Effect of tail suspension (or simulated weightlessness) on the lumbar intervertebral disc: study of proteoglycans and collagen.

Study Design. An experiment to measure the proteoglycan and collagen content of the lumbar intervertebral discs of rats that had been tail-suspended for up to 4 weeks. Objectives. To determine the effect of tensile force (or simulated weightlessness) on the intervertebral disc. Summary of Background Data. During space flight the intervertebral disc experiences low compressive force (because of so-called “weightlessness”), which, in turn, produces, among other things, low hydrostatic pressure acting on the disc cells. Although disc cells respond (in vitro) to changes in hydrostatic pressure, it is unclear what effect low levels of hydrostatic pressure have in vivo and whether they lead to a degenerative catabolic process. The rat tail-suspension model is appropriate for studying the effects of tensile force on the disc. The disc (especially the anulus) is subjected to tension during various body movements (e.g., bending stretches the posterior anulus, and twisting tensions the whole anulus). Methods. Thirty-two Sprague–Dawley rats were tail-suspended for either 2 weeks (16 rats) or 4 weeks (16 rats). Sixteen other rats were left unsuspended for 4 weeks; these were used as controls. At the end of 2 or 4 weeks, as appropriate, the rats were killed and their lumbar spines were removed.
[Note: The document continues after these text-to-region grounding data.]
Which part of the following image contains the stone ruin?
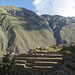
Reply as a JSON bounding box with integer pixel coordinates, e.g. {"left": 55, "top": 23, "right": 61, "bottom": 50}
{"left": 9, "top": 51, "right": 75, "bottom": 75}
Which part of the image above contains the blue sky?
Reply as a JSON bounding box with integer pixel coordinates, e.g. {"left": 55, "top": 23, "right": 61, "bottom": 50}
{"left": 0, "top": 0, "right": 37, "bottom": 12}
{"left": 0, "top": 0, "right": 75, "bottom": 17}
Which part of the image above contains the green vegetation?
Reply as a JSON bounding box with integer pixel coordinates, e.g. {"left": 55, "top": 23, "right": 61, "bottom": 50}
{"left": 32, "top": 42, "right": 75, "bottom": 53}
{"left": 60, "top": 46, "right": 75, "bottom": 53}
{"left": 0, "top": 54, "right": 14, "bottom": 75}
{"left": 35, "top": 46, "right": 63, "bottom": 52}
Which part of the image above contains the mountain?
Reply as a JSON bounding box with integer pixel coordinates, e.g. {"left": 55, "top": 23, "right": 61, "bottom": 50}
{"left": 0, "top": 6, "right": 75, "bottom": 54}
{"left": 42, "top": 15, "right": 75, "bottom": 44}
{"left": 0, "top": 6, "right": 56, "bottom": 54}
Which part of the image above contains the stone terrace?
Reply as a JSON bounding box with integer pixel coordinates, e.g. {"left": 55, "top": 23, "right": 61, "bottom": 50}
{"left": 10, "top": 52, "right": 75, "bottom": 75}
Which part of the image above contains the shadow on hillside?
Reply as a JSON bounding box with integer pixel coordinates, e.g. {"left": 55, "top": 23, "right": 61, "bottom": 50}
{"left": 49, "top": 17, "right": 67, "bottom": 44}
In each rat the six lumbar discs were bisected and the discs (anulus and nucleus together) were carefully removed. The six lumbar discs from one rat were pooled with the six lumbar discs of a second matching rat (i.e., from the same group) to give one sample. The disc samples were then assessed using enzyme-linked immunosorbent assays. Results. There was a 35% statistically significant decrease in proteoglycan content going from the control group down to the 4-week group, but no significant differences between the control group and the 2-week group or between the 2-week group and the 4-week group. There were no statistically significant differences between the three groups for collagen I or collagen II. Conclusions. These findings clearly establish a link between decreased proteoglycan content and tension on the disc, as modeled by the tail-suspended rat.